Data Scientist Pillars, Skills, and Education In-Depth
We’ve already discussed the business domain and communication pillars, which represent business acumen and top notch communication skills. This is very important for the discovery and goal phase. It’s also very helpful in that data scientists typically have to present and communicate results to key stakeholders, including executives.
So strong soft skills, particularly communication (written and verbal) and public speaking ability are key. In the phase where results are communicated and delivered, the magic is in the data scientist’s ability to deliver the results in an understandable, compelling, and insightful way, while using appropriate language and jargon level for her audience. In addition, results should always be related back to the business goals that spawned the project in the first place.
For all of the other phases listed, data scientists must draw upon strong computer programming skills, as well as knowledge about statistics, probabilities, and mathematics in order to understand the data, choose the correct solution approach, implement the solution, and improve on it as well.
One important thing to discuss are off-the-shelf data science platforms and APIs. One may be tempted to think that these can be used relatively easily and thus not require significant expertise in certain fields, and therefore not require a strong, well-rounded data scientist.
It’s true that many of these off-the-shelf products can be used relatively easily, and one can probably obtain pretty decent results depending on the problem being solved, but there are many aspects of data science where experience and chops are critically important.

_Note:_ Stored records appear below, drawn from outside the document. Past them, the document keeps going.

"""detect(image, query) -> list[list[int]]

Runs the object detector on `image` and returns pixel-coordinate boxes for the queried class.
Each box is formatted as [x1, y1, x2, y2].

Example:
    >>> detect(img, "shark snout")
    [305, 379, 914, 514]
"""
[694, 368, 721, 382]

Some of these include having the ability to:
- Customize the approach and solution to the specific problem at hand in order to maximize results, including the ability to write new algorithms and/or significantly modify the existing ones, as needed
- Access and query many different databases and data sources (RDBMS, NoSQL, NewSQL), as well as integrate the data into an analytics-driven data source (e.g., OLAP, warehouse, data lake, …)
- Find and choose the optimal data sources and data features (variables), including creating new ones as needed (feature engineering)

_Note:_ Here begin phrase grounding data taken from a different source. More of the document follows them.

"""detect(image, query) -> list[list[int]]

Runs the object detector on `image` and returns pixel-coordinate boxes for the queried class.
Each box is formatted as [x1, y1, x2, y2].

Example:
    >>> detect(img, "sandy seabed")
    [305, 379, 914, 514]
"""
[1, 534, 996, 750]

- Understand all statistical, programming, and library/package options available, and select the best
- Ensure data has high integrity (good data), quality (the right data), and is in optimal form and condition to guarantee accurate, reliable, and statistically significant results
- Avoid the issues associated with garbage in equals garbage out
- Select and implement the best tooling, algorithms, frameworks, languages, and technologies to maximize results and scale as needed
- Choose the correct performance metrics and apply the appropriate techniques in order to maximize performance
- Discover ways to leverage the data to achieve business goals without guidance and/or deliverables being dictated from the top down, i.e., the data scientist as the idea person
- Work cross-functionally, effectively, and in collaboration with all company departments and groups
- Distinguish good from bad results, and thus mitigate the potential risks and financial losses that can come from erroneous conclusions and subsequent decisions
- Understand product (or service) customers and/or users, and create ideas and solutions with them in mind
Education-wise, there is no single path to becoming a data scientist. Many universities have created data science and analytics-specific programs, mostly at the master’s degree level. Some universities and other organizations also offer certification programs as well.
In addition to traditional degree and certification programs, there are bootcamps being offered that range from a few days or months to complete, online self-guided learning and MOOC courses focused on data science and related fields, and self-driven hands-on learning.
No matter what path is taken to learn, data scientist’s should have advanced quantitative knowledge and highly technical skills, primarily in statistics, mathematics, and computer science.